At the time, IOLs cost about $150 each — too expensive for Ruit and his patients. So, he and a friend, New Zealand-Australian ophthalmologist Dr. Fred Hallows — who Ruit trained and worked with in Australia in the late 80s — decided to manufacture them in Nepal.
It was a long process; raising the funding, building the facility and four years of trial and error, but the Tilganga Institute began producing IOLs in 1994. At first, they sold for $50, then $10. Now, they sell for under $4.
“And these (lenses) have all gone not into rich people’s eyes, but to marginalized people who couldn’t otherwise afford it, said Ruit.
He founded a host of organizations and nonprofits that have carried on this mission. The Cure Blindness Project, for example with offices in the US and Nepal — has gone on to screen and operate on 19 million patients across the world.
Those who have worked with the doctor immediately sense his dedication and warmth. During an outreach event in rural Nepal, Emily Newick, the chief operating officer of the Cure Blindness Project, described the rapport she recognized between everyone involved from the drivers and cooks to trainees and surgeons.
“He was deeply engaged with everyone around him,” she said via email to CNN.
After spending nearly four decades of his life on this cause, Ruit sees his future changing. He hopes to step away from his managerial role in the Tilganga Institute and spend more time with his family. He says, nothing will quite match the feeling of seeing the joy restored sight brings his patients. However, he wants to focus on his other passions moving forward, mentorship and teaching.
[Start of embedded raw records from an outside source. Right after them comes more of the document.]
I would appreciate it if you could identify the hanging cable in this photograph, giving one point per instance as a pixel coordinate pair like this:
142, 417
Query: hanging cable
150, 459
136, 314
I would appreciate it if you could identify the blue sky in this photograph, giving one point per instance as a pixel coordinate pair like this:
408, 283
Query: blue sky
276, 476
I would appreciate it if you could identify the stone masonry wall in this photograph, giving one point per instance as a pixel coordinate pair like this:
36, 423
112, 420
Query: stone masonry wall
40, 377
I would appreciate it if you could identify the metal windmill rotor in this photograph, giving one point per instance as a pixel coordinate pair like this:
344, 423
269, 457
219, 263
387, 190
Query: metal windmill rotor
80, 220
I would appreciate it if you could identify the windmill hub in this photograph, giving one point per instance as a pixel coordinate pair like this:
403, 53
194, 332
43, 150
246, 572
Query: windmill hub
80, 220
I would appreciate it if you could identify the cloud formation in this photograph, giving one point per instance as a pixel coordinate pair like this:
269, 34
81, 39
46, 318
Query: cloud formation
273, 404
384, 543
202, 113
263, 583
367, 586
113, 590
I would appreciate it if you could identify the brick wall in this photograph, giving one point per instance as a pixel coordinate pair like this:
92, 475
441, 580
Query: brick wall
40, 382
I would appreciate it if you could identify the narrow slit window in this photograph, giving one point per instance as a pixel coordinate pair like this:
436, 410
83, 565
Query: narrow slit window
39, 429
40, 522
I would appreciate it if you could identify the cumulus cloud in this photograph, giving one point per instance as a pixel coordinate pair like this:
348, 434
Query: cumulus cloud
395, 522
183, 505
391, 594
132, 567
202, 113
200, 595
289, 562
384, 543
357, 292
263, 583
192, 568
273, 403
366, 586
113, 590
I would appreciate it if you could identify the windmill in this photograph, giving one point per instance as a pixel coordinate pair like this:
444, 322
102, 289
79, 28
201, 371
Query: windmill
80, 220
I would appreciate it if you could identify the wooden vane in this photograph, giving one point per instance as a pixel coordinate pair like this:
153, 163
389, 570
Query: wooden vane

Ruit has traveled to many countries to teach his techniques, and the impact has already started to manifest. He recalls receiving a package from Vietnam years after having taught there. When he opened it, he found a note and a beautifully carved marble horse figurine. The note read simply that the horse had been carved by a patient on whom the student had operated.
“Your students allow you to multiply your effect around the world,” said Ruit. “From thousands, to hundreds of thousands, to millions.”